A good example is neurologist. The neurologist studies the nervous system, but the neurosurgeon does surgery on it.
Is this common in medicine? I think the cardiologist is different from the cardiovascular surgeon. The gastroenterologist is different than the colorectal surgeon.
But what about podiatrists, dermatologists, or othrr specialities.
Does the same apply to dentistry where the orthodontist does the surgeries? The dentist does minor surgery like root canals and fillings.
Do practitioners who arent surgeons get to do minor surgery? I had an ingrown toenail surgically fixed by a family practitioner.
Don’t know why some specialties have separate surgical and non-surgical specialties.
Podiatrists are the experts and the surgeons for feet, the same as an orthopedic foot specialist. Orthopedists are orthopedic surgeons. Dermatologists are a similar specialty for skin, hair, and nails. A dentist is a dental surgeon. US dentists are regulated by several organizations that would limit their practice based on experience, training, and facilities.
In the US general practitioners can perform minor surgery. Regulations limit such surgery to areas away from the eyes, heart, and other areas. For instance a surgeon may be required to stitch up a wound near to the eye or drain a skin cyst near the heart.
@Qadgop_the_Mercotan can be more specific as hes just retired from being a doc …
When I was pregnant, I was actually sorta surprised to discover obstetricians do C-sections. I had never thought of it, but I think on some level I assumed they brought in a surgeon to do them. It does change your perspective a little: it’s “do I trust this person to cut me open, quite possibly in an emergency context?” (Which is exactly what happened, complete wirh emergency general anesthesia, because it was that quick).
Anyway, my general impression is that its more rare for the medical specialty to have a surgical component. I think “medicine” vs “surgical” is the first big split in the med school track. Then they split into specialties.
When I had shoulder problems, my PCP referred me to a sports medicine doctor (aka physiatrist, which was a new word for me). He did a number of things: performed an X-ray, prescribed physical therapy, gave me a cortisone injection. When the problems persisted, he did an MRI, which showed a major tear in the rotator cuff. At which point, he referred me to an orthopedic surgeon to repair the tear.
Your descriptions are simplistic. Both medical surgeons and other specialists are experts, and the distinctions have lessened slightly due to better medicines and technology.
Medicine aims to be a practical field. Though unnecessary and unhelpful interventions exist, the goal is to improve patient outcomes. Many operations exist which do this for specific patients. These are specific procedures which require considerable skill and practice. Developing these skills will take additional time and a mentorship system of gradually increasing responsibilities.
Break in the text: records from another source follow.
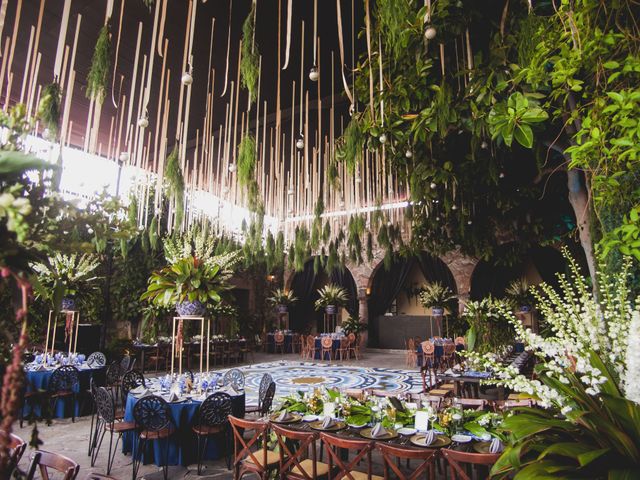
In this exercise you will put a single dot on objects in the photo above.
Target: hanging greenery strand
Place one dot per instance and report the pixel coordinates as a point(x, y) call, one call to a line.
point(100, 64)
point(250, 62)
point(175, 180)
point(49, 108)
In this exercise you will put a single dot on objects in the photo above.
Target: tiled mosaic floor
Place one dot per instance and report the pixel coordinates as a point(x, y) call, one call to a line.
point(293, 376)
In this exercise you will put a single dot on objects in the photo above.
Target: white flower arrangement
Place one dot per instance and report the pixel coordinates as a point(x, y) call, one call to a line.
point(581, 326)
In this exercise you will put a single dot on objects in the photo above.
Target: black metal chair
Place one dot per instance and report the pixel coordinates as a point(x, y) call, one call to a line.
point(64, 384)
point(212, 419)
point(153, 422)
point(262, 390)
point(96, 360)
point(233, 377)
point(107, 422)
point(130, 380)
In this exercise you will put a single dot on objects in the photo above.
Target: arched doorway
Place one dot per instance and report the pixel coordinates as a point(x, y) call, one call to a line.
point(395, 312)
point(303, 317)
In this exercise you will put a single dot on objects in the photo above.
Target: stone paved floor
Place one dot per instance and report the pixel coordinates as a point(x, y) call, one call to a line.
point(71, 439)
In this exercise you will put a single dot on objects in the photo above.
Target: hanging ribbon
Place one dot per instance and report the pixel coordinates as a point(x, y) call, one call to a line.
point(286, 56)
point(367, 21)
point(115, 59)
point(341, 41)
point(226, 69)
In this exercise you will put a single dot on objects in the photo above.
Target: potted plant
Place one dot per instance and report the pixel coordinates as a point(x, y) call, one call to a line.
point(353, 325)
point(188, 285)
point(281, 299)
point(437, 297)
point(63, 277)
point(332, 297)
point(518, 293)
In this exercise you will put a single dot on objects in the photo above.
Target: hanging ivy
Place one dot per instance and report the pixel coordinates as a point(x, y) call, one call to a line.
point(250, 61)
point(49, 108)
point(98, 77)
point(175, 183)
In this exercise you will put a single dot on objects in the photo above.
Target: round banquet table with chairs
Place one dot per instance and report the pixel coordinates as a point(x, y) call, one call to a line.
point(182, 444)
point(38, 378)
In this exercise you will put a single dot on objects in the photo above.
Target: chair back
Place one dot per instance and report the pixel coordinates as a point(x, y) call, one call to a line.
point(125, 363)
point(305, 442)
point(428, 348)
point(96, 360)
point(234, 377)
point(267, 401)
point(459, 460)
point(243, 448)
point(17, 446)
point(152, 414)
point(335, 446)
point(215, 410)
point(130, 380)
point(265, 381)
point(112, 377)
point(391, 454)
point(64, 378)
point(105, 405)
point(43, 461)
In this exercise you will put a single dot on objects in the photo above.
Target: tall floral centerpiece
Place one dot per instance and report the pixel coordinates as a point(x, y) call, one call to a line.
point(587, 383)
point(332, 297)
point(62, 278)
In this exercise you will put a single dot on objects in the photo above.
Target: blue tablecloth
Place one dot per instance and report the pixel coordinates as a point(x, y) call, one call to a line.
point(271, 343)
point(183, 443)
point(39, 380)
point(334, 348)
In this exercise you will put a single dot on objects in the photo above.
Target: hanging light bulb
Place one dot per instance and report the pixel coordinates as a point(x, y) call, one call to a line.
point(187, 78)
point(430, 32)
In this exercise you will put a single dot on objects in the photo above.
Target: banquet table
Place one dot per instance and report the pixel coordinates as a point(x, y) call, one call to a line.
point(37, 379)
point(183, 443)
point(334, 348)
point(288, 342)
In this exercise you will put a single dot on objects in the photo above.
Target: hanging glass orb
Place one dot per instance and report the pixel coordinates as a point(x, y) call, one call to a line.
point(430, 33)
point(187, 79)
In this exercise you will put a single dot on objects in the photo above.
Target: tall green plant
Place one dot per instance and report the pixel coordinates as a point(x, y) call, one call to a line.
point(98, 77)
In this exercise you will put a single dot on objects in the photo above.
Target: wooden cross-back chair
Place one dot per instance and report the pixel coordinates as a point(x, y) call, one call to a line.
point(392, 454)
point(345, 468)
point(260, 462)
point(43, 461)
point(459, 460)
point(296, 464)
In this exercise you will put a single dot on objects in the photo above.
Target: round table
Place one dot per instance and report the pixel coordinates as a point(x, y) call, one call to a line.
point(183, 442)
point(39, 380)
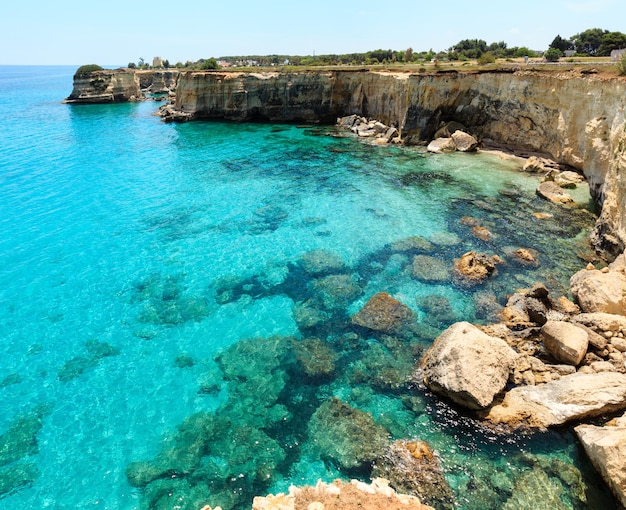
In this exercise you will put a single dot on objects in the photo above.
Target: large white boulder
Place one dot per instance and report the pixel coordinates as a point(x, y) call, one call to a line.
point(574, 397)
point(606, 448)
point(598, 291)
point(566, 342)
point(467, 365)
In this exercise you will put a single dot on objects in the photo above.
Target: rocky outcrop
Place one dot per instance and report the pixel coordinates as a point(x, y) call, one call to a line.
point(106, 86)
point(606, 448)
point(566, 342)
point(581, 126)
point(457, 141)
point(473, 268)
point(383, 313)
point(601, 291)
point(467, 366)
point(346, 435)
point(413, 468)
point(574, 397)
point(340, 496)
point(554, 193)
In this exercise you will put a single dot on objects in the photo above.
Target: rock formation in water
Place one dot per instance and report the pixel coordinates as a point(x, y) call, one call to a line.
point(577, 119)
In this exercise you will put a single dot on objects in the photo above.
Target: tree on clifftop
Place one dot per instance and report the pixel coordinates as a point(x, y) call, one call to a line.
point(209, 63)
point(561, 44)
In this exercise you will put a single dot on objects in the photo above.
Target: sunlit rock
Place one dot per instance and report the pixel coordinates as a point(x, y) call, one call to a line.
point(468, 366)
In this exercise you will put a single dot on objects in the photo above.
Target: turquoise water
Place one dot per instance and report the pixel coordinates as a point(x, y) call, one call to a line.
point(150, 272)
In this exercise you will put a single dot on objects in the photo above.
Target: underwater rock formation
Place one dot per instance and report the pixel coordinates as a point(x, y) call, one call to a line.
point(346, 435)
point(383, 313)
point(413, 468)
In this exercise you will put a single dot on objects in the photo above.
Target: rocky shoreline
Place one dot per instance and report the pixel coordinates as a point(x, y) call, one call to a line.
point(543, 361)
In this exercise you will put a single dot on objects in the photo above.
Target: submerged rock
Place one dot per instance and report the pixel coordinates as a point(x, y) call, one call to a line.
point(346, 435)
point(430, 269)
point(554, 193)
point(318, 262)
point(336, 291)
point(316, 357)
point(467, 366)
point(413, 468)
point(413, 243)
point(383, 313)
point(606, 448)
point(473, 268)
point(535, 490)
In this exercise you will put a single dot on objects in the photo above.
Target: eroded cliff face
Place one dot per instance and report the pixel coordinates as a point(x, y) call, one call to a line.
point(578, 119)
point(106, 86)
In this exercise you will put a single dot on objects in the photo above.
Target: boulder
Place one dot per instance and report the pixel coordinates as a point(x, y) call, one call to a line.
point(597, 291)
point(606, 449)
point(339, 494)
point(383, 313)
point(536, 164)
point(574, 397)
point(450, 127)
point(430, 269)
point(467, 366)
point(472, 268)
point(413, 468)
point(525, 256)
point(441, 145)
point(602, 322)
point(553, 193)
point(565, 342)
point(482, 233)
point(464, 142)
point(568, 179)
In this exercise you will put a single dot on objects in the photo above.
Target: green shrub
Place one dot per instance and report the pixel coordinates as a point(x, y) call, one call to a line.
point(486, 58)
point(621, 65)
point(87, 69)
point(553, 54)
point(210, 63)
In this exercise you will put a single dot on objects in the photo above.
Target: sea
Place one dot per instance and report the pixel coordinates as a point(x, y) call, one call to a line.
point(176, 304)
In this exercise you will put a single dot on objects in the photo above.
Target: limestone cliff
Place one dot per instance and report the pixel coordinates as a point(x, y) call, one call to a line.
point(578, 119)
point(105, 86)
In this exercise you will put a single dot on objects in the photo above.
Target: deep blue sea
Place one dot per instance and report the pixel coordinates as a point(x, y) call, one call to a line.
point(175, 305)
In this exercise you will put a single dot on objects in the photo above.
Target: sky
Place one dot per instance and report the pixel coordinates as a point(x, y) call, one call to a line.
point(114, 33)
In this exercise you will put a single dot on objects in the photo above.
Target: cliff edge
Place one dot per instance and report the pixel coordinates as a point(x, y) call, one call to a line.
point(577, 118)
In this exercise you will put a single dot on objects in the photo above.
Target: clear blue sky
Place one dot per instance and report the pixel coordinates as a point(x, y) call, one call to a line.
point(117, 32)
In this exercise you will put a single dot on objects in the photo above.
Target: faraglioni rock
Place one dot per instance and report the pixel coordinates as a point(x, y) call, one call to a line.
point(467, 365)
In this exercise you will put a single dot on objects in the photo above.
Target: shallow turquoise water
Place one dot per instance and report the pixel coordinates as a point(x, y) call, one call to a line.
point(132, 253)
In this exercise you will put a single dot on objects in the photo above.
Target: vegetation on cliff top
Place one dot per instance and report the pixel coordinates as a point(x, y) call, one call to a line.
point(86, 70)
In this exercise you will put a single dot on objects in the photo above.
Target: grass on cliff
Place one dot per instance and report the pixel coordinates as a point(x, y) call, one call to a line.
point(602, 67)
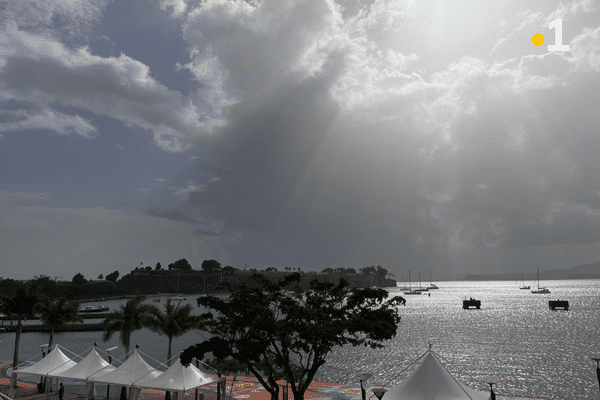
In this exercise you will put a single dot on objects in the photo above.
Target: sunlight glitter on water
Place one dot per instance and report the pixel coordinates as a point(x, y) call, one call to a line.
point(535, 352)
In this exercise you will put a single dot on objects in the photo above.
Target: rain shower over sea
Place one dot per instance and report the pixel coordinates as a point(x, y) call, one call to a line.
point(514, 337)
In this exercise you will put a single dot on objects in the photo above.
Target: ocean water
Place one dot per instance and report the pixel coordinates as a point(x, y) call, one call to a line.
point(514, 337)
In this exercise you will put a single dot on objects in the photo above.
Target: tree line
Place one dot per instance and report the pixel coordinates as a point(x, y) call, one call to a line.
point(272, 330)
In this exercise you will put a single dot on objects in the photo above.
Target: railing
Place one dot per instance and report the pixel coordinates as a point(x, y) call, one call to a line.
point(4, 397)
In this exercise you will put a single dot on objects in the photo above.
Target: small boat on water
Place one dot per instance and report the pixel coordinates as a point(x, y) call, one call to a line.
point(410, 290)
point(431, 285)
point(91, 309)
point(523, 283)
point(540, 290)
point(421, 289)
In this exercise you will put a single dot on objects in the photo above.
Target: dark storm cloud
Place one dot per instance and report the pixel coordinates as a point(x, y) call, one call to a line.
point(173, 213)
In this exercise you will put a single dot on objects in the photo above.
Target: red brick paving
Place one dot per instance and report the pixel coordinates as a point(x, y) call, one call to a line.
point(246, 388)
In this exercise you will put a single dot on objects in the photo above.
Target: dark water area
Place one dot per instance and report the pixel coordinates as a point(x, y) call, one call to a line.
point(514, 337)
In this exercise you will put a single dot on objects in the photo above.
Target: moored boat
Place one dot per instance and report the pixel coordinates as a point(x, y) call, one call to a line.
point(90, 309)
point(410, 290)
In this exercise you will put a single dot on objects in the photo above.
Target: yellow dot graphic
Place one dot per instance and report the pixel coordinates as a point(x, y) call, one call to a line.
point(537, 39)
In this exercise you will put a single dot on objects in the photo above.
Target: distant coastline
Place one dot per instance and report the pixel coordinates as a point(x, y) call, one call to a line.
point(587, 271)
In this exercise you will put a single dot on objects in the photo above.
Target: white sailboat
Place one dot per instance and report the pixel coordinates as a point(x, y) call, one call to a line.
point(410, 291)
point(421, 289)
point(523, 283)
point(432, 285)
point(540, 290)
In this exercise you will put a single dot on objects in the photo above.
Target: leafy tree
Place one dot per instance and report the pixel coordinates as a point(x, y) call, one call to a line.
point(229, 367)
point(211, 266)
point(78, 279)
point(367, 270)
point(56, 313)
point(131, 317)
point(20, 304)
point(182, 264)
point(380, 270)
point(173, 322)
point(228, 270)
point(292, 334)
point(113, 277)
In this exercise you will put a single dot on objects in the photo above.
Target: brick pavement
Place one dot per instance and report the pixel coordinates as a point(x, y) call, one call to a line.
point(244, 388)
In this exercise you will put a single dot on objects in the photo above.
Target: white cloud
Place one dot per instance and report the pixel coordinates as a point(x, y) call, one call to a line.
point(23, 196)
point(45, 118)
point(585, 50)
point(39, 15)
point(177, 6)
point(183, 193)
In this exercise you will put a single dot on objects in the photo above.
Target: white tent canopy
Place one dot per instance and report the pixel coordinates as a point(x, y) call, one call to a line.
point(431, 381)
point(92, 364)
point(180, 378)
point(55, 362)
point(133, 371)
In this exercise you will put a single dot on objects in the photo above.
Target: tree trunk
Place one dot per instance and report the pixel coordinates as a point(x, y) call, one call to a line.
point(51, 339)
point(16, 353)
point(170, 351)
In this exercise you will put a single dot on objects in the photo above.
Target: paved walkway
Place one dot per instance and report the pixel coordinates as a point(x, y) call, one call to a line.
point(244, 388)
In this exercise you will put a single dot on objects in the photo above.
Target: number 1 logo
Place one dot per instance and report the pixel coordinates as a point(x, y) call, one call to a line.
point(558, 46)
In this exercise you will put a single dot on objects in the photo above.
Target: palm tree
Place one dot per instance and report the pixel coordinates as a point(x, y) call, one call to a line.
point(127, 319)
point(20, 304)
point(56, 313)
point(173, 322)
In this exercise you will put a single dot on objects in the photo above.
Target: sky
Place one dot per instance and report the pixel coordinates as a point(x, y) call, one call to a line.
point(415, 135)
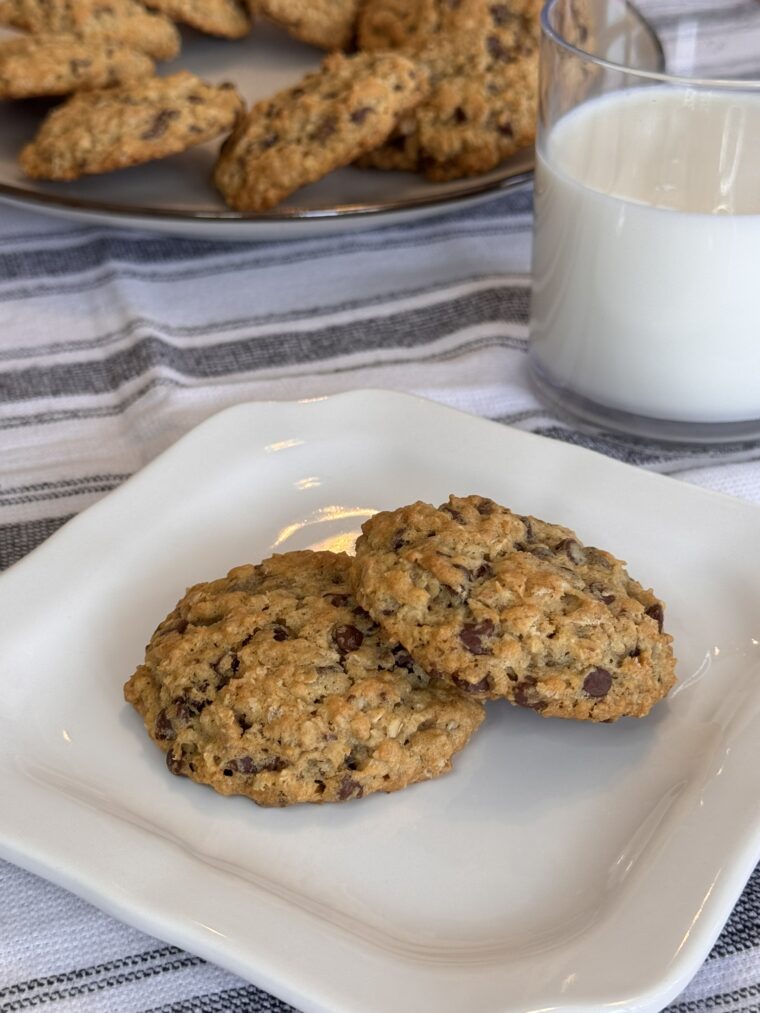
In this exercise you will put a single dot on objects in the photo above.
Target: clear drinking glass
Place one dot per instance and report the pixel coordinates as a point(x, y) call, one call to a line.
point(646, 311)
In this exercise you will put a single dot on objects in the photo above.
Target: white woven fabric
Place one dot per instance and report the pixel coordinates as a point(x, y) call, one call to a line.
point(114, 343)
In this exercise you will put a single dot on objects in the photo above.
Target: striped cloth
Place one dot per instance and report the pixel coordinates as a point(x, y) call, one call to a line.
point(114, 343)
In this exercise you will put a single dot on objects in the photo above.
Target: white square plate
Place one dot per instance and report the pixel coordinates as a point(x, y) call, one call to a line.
point(560, 865)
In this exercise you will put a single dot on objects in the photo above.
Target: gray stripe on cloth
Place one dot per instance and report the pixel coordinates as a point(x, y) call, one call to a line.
point(44, 491)
point(112, 981)
point(247, 999)
point(644, 454)
point(16, 540)
point(135, 324)
point(742, 931)
point(722, 1001)
point(400, 241)
point(124, 248)
point(111, 410)
point(407, 329)
point(42, 985)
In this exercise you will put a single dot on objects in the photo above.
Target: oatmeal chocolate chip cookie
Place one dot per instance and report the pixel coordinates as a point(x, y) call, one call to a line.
point(273, 683)
point(58, 65)
point(394, 24)
point(115, 128)
point(508, 606)
point(328, 24)
point(347, 107)
point(225, 18)
point(125, 21)
point(481, 103)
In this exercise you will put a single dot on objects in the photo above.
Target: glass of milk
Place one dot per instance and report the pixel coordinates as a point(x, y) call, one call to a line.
point(646, 312)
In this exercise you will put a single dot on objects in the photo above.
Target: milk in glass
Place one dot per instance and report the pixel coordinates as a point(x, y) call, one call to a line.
point(647, 253)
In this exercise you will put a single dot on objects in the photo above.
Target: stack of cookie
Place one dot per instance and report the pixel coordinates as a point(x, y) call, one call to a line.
point(439, 87)
point(313, 677)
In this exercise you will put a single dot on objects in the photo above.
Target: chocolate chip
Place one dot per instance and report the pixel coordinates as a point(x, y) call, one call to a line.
point(454, 514)
point(471, 633)
point(402, 657)
point(185, 708)
point(541, 552)
point(597, 683)
point(496, 49)
point(177, 627)
point(247, 765)
point(526, 697)
point(574, 550)
point(325, 129)
point(601, 593)
point(162, 729)
point(476, 689)
point(350, 789)
point(656, 612)
point(160, 122)
point(348, 638)
point(174, 762)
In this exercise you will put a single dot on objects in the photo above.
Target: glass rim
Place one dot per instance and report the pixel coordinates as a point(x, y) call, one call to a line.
point(548, 30)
Surgeons in a given field know much of what a non-surgeon knows. What they use in practice may differ a lot. In many residencies, both do detailed research or even PhDs. The skill set in practice is different - but with high demand and many conditions not benefiting or requiring surgery, both are often needed. Surgeons want to operate and spend less time managing people who do not need an operation, of which there are many.
I have surgeon friends who say “we know everything the non-surgeon knows, plus we do surgery”. Some might disagree. The surgeries they do changed greatly in some fields over recent years, even during their training. Better medicines were an alternative to surgery in some cases. Making procedures much easier due to technology meant non-surgeons could get the skill to do them safely. In some fields, surgeons were given more advanced cases but lost the easier “bread and butter” ones. Yet other areas changed much less.
In Canada a doctor can do anything provided it is at the same level and skill as a specialist. This is not realistic for complicated surgeries in different fields which require much training. It is more realistic for simple procedures, and better technology helps. Training changes all the time.